サッカー口調

 (淡々としたトーンで)
 10年以上前にね、Jリーグが華々しく開幕したときからずっと気になってたんですけどね、サッカー選手の多くがね、何故かこういう口調でね、ま喋ることが多いんですよね。最近でこそね、ま少なくなったかなとは思うんですけどね。
 例えば練習後のインタビューか何かでね、こんな感じとかね。
 「ま前回はね、あまり良い結果に終わらなかったですけどね、ま試合を通じてね、おのおの学んだことがあると思うんでね、ま次に最大限活かせるようにね、チーム一丸となってね、目標を持ってね、やって行きたいと思います」
 このとき基本的にね、インタビュアーからは視線を逸らしてね、遠くを見るような目でしゃべってね、それで「ね」の時にだけね、軽くうなずくような仕草と共に目を合わせる、っていうのが定番のスタイルでね。
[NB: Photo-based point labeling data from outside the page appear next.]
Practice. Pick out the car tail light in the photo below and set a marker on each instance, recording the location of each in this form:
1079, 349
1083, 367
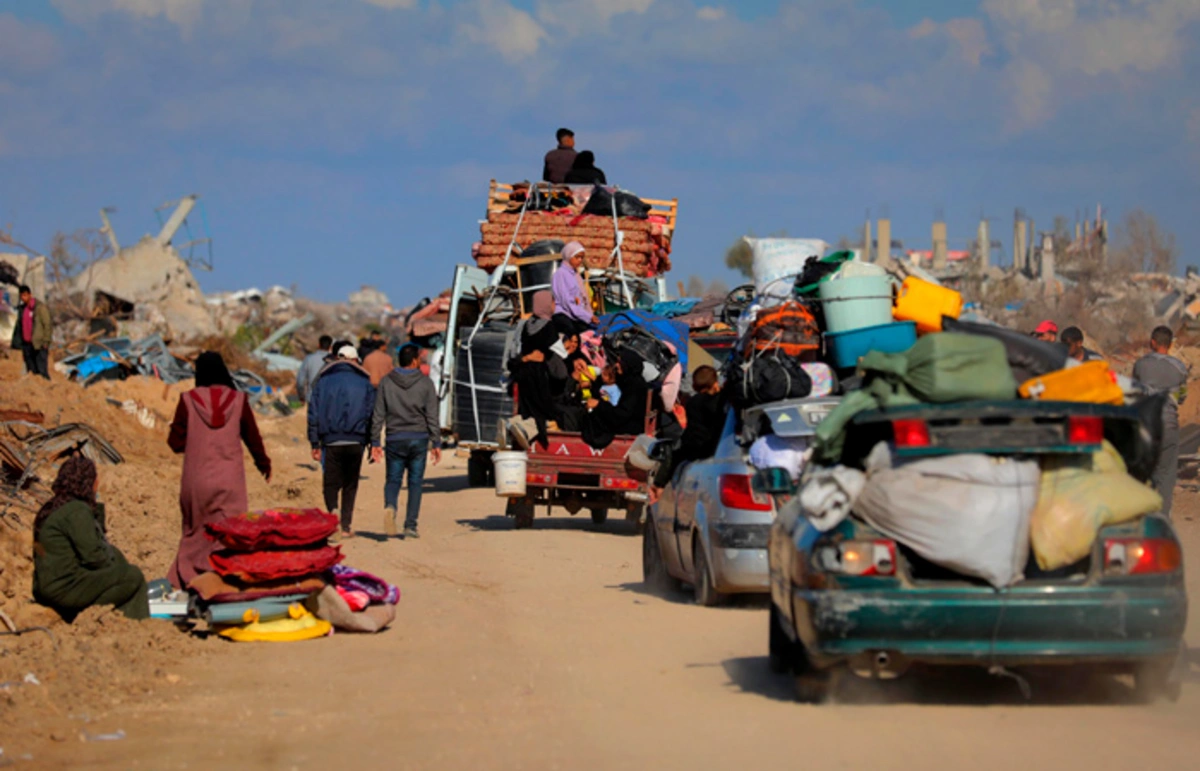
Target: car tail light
910, 432
737, 492
1085, 430
858, 557
1141, 556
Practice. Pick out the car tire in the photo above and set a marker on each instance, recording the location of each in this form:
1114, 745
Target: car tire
521, 510
780, 649
702, 584
1157, 680
654, 568
478, 470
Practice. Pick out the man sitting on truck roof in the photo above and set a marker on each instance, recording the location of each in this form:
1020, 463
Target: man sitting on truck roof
573, 309
561, 159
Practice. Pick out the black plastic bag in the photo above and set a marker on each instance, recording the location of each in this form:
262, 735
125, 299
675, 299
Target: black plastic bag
767, 378
1027, 357
628, 204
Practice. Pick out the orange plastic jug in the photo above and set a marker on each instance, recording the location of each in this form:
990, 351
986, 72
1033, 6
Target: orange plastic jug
925, 304
1091, 381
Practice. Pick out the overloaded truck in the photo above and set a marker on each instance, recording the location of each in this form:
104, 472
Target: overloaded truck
523, 231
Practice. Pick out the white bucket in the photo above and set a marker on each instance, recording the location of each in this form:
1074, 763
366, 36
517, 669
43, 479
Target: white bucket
510, 468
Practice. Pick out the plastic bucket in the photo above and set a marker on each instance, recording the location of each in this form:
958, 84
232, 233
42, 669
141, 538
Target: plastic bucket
845, 347
510, 468
925, 304
856, 303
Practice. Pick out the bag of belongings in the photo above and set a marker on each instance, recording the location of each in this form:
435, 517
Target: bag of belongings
767, 378
789, 328
1080, 496
967, 513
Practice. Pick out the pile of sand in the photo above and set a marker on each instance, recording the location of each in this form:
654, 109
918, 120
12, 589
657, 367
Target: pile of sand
103, 658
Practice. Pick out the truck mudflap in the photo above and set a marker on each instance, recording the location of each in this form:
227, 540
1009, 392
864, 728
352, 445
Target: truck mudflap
1035, 625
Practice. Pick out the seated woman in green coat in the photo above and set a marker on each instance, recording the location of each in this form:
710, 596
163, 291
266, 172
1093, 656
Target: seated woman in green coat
75, 567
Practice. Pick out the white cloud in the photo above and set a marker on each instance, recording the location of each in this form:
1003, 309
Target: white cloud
391, 5
513, 33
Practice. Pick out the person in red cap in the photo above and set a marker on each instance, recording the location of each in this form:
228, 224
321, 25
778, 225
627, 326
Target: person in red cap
1047, 330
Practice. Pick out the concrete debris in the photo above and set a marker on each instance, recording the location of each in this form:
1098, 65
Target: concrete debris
148, 282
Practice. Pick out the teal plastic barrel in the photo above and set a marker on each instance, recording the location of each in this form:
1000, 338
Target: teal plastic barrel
856, 303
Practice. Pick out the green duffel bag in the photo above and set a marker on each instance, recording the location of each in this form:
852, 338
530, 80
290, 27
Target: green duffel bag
948, 366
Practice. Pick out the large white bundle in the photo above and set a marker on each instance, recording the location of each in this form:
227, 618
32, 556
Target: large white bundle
967, 513
778, 261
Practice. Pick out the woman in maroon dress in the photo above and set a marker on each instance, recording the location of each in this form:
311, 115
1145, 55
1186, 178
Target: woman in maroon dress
210, 424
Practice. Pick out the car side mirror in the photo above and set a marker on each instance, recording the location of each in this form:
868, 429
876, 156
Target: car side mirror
774, 482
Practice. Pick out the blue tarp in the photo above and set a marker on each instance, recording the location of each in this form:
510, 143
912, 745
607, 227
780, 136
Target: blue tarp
676, 333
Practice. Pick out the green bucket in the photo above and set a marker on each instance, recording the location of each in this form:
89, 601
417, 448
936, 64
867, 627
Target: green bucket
856, 303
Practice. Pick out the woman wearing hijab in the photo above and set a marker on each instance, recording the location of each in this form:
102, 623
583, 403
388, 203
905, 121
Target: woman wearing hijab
585, 172
211, 422
75, 567
605, 422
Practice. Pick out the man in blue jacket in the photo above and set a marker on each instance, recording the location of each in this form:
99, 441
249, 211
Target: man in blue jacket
341, 413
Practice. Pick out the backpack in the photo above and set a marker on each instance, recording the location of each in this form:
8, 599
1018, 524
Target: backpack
789, 328
648, 347
768, 378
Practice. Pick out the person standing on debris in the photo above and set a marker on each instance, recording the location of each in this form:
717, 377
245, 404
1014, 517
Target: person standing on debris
1159, 371
211, 423
561, 159
1047, 332
1073, 338
75, 567
378, 363
33, 333
311, 366
407, 410
340, 425
573, 309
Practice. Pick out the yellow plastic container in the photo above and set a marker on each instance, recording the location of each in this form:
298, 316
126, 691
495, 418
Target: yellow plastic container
925, 304
1091, 382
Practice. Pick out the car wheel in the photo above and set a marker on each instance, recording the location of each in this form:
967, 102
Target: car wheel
781, 650
1157, 680
478, 470
702, 583
521, 510
654, 568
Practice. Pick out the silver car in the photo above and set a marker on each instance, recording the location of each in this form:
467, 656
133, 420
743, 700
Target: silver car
709, 527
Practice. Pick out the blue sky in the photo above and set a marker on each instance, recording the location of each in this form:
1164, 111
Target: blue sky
345, 142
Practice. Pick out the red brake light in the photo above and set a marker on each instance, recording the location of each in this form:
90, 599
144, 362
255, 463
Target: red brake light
738, 494
910, 432
1085, 430
1141, 556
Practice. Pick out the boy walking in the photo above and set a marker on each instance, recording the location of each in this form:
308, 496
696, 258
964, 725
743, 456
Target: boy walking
407, 407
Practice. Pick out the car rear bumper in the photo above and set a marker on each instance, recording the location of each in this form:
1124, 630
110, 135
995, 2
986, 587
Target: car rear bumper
741, 571
1021, 626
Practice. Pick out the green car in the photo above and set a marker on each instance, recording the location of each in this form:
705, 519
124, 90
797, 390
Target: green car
856, 598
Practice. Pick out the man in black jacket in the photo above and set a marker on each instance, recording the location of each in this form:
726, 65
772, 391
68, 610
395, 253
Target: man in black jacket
407, 408
561, 159
340, 426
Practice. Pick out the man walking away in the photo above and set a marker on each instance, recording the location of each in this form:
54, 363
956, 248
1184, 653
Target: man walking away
311, 366
1161, 372
341, 411
407, 408
561, 159
33, 333
377, 363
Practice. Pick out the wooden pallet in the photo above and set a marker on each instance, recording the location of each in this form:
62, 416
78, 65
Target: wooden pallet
498, 201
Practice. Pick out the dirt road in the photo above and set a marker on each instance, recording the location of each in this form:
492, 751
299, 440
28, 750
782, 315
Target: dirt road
539, 650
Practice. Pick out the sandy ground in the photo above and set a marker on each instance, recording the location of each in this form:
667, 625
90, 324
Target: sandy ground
540, 650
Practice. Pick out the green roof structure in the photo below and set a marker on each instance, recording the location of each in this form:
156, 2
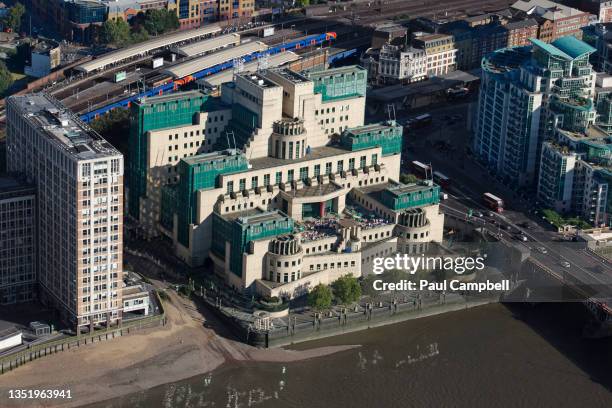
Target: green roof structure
573, 47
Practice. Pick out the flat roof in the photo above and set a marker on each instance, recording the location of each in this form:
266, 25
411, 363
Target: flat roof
145, 47
208, 157
333, 71
202, 47
257, 79
315, 191
254, 216
274, 61
368, 128
61, 125
208, 61
315, 153
428, 86
151, 100
291, 76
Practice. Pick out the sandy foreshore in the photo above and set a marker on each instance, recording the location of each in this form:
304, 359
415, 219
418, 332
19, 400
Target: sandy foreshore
181, 349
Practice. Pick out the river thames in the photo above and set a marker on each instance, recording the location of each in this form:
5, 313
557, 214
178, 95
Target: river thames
490, 356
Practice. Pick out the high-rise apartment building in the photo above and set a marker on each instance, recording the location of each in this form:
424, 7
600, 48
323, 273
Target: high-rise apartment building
526, 93
17, 241
79, 184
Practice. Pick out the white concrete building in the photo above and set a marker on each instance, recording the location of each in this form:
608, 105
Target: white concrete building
78, 177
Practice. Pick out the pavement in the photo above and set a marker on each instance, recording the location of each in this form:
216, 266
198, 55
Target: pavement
442, 145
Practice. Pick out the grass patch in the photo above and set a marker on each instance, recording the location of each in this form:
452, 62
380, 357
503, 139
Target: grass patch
558, 220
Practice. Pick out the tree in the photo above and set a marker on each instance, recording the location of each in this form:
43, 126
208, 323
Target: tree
408, 178
159, 21
116, 32
346, 289
6, 78
15, 14
139, 35
320, 297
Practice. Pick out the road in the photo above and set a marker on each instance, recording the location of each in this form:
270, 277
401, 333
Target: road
443, 144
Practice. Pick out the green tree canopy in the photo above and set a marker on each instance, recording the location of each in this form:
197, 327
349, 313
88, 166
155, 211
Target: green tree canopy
346, 289
320, 297
13, 20
6, 78
139, 35
116, 32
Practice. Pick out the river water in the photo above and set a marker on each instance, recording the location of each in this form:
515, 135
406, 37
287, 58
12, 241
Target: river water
491, 356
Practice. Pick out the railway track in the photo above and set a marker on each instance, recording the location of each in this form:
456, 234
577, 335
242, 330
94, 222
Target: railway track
378, 11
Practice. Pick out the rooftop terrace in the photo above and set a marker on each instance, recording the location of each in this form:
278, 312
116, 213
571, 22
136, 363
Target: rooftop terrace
62, 127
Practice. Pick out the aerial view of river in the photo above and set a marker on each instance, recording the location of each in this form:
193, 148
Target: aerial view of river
490, 356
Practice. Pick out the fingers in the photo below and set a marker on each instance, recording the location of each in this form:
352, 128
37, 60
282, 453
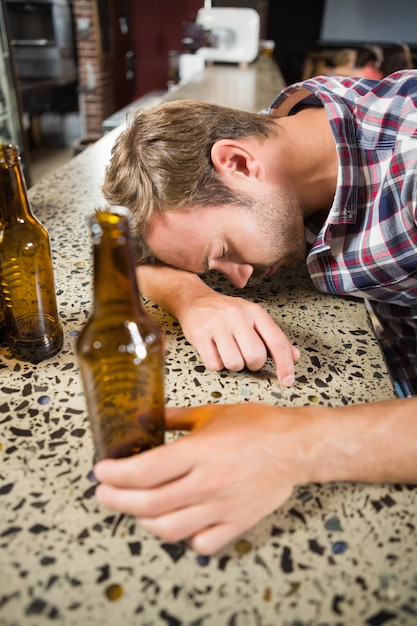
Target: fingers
241, 334
146, 470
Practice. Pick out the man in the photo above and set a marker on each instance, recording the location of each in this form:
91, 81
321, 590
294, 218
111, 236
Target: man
329, 178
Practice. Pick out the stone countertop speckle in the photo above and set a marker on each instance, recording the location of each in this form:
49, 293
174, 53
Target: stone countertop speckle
335, 554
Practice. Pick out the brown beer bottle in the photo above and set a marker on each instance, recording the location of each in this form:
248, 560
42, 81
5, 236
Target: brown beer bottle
120, 348
27, 290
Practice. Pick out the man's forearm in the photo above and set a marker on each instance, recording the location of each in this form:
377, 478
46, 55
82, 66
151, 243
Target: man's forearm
374, 442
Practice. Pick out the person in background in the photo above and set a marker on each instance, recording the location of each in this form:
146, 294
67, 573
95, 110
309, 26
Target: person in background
368, 62
397, 57
344, 63
326, 178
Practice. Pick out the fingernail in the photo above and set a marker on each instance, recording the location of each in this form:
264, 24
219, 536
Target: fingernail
288, 381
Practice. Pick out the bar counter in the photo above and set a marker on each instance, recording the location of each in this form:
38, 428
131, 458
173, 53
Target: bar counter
335, 554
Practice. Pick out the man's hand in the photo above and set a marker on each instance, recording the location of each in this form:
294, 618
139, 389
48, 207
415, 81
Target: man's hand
234, 333
238, 465
241, 462
228, 332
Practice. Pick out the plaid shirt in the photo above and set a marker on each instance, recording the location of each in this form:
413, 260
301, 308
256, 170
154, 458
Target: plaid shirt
367, 246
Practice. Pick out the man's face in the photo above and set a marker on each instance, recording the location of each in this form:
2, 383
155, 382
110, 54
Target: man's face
237, 241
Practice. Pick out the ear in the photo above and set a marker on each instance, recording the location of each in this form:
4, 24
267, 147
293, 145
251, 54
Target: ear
236, 159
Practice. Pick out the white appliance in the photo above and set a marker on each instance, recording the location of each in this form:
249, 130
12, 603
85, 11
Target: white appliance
232, 34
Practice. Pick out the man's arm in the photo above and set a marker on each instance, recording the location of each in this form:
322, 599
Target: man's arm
241, 462
228, 332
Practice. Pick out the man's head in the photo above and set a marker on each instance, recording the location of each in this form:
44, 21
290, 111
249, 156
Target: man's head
163, 160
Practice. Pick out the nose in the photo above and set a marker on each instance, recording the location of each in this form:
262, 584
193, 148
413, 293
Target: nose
237, 273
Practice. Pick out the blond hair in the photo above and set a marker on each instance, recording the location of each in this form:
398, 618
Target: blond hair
162, 160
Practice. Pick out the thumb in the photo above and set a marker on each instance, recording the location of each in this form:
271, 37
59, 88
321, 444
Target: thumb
181, 418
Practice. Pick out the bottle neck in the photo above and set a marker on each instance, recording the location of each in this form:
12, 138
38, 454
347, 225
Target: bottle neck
14, 202
115, 283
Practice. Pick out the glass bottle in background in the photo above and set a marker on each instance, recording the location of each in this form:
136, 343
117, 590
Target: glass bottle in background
120, 348
27, 289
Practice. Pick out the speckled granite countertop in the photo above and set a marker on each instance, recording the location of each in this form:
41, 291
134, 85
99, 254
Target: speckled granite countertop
340, 554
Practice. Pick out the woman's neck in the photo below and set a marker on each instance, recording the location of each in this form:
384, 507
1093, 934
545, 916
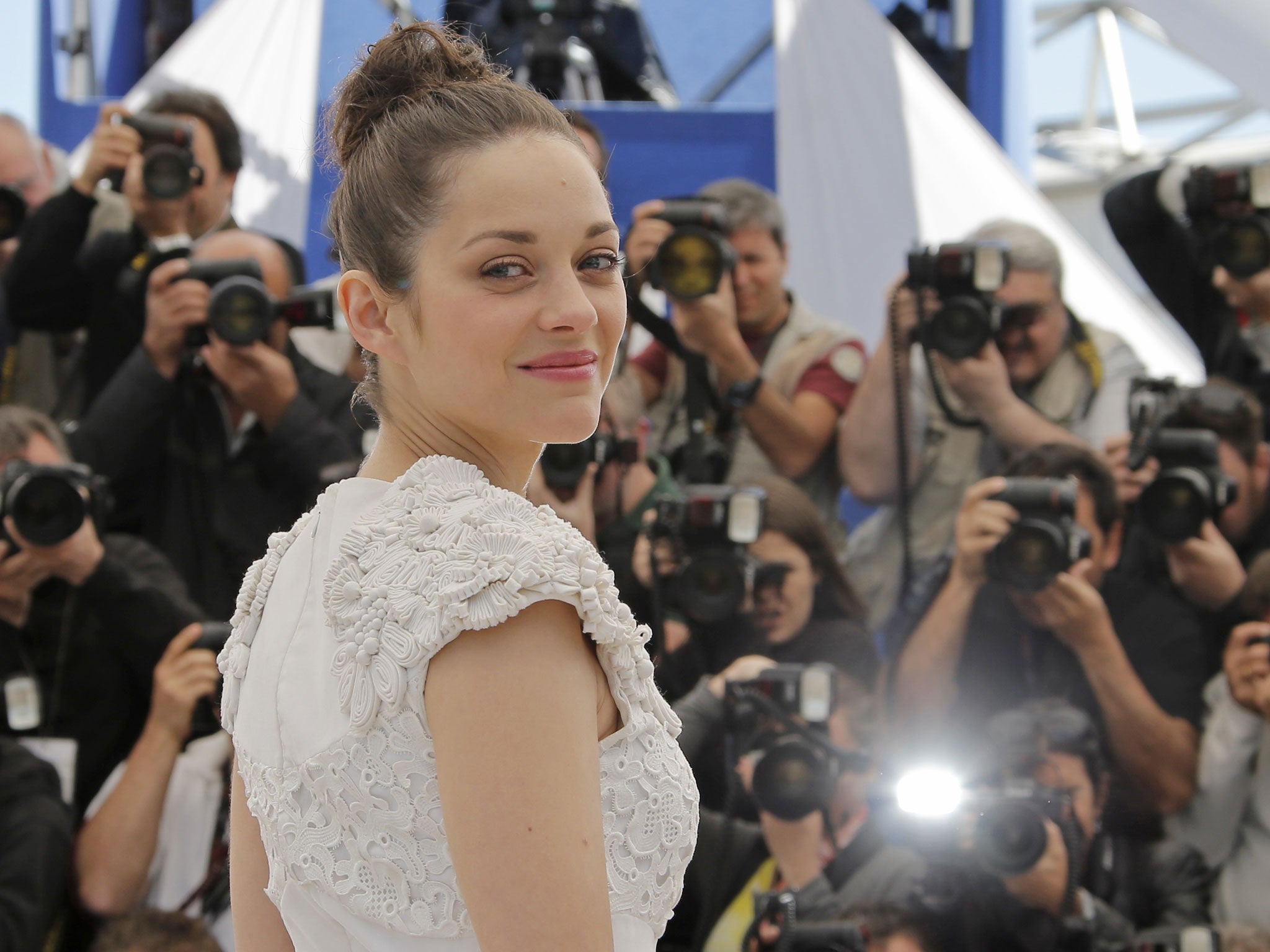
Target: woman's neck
399, 448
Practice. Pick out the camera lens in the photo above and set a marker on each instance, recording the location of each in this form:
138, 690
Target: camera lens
46, 509
1010, 838
1244, 247
793, 778
961, 328
566, 464
241, 311
691, 263
166, 173
13, 213
1176, 505
710, 586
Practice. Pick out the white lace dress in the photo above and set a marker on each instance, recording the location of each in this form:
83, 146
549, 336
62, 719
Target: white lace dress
324, 679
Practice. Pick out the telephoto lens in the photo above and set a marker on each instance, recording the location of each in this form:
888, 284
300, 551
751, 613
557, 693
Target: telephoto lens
168, 169
695, 258
966, 277
1191, 488
1046, 541
13, 213
48, 505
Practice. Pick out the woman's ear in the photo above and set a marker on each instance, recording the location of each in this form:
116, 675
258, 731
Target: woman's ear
366, 311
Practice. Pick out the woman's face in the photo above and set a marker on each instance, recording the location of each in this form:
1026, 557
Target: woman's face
517, 300
783, 612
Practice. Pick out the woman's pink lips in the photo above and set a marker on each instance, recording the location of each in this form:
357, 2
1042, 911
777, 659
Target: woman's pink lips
564, 366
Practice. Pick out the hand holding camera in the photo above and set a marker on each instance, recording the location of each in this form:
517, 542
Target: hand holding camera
110, 149
184, 676
1207, 569
1246, 664
173, 307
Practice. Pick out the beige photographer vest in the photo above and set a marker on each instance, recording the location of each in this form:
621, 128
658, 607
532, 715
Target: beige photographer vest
953, 460
803, 340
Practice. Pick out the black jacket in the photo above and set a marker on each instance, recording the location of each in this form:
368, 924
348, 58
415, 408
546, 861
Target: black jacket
36, 835
93, 650
1169, 262
163, 444
59, 283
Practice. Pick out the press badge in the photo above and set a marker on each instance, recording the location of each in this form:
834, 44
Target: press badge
22, 702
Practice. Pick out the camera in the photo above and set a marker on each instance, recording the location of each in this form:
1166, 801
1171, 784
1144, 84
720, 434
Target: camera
798, 764
242, 310
1191, 938
695, 258
966, 277
1191, 489
710, 527
780, 909
48, 505
167, 151
13, 213
566, 464
1000, 828
1231, 208
1046, 541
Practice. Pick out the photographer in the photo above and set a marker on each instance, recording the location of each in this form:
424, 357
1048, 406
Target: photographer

「ね」はむしろ「ねっ」でね。(わかるかなぁ?)
 あるコミュニティに属してるとね、先輩の影響だとかね、そこに漂う独特の空気みたいなものに感化されてね、みんなが似たような口調になっちゃうなんてことは、よくありますけどね。それにしてもね、いかにもスタイルを気にする近年の日本のサッカー選手然とした感じ、あまり良くない側面のニオイがちょっとね、わかり易く出過ぎじゃないかなんてね。ま、穿った見方だと言われれば、そうかも知れないですけどね。
 ただ礼節としてもどうかな、なんてね。インタビュアーに対して、口調は柔らかであるにせよ、「あれ実は割とタメグチ状態じゃんか」みたいなね。まそれはスポーツ選手に無意味なケンキョリズムを期する、年寄り臭い発想なんでしょうかね。
 俺もあの口調や仕草を真似ればモテるのか、なんてふと思ったりしてね。それじゃちょっと見習おうかななんてね。なんだそりゃ貴様、みたいなね。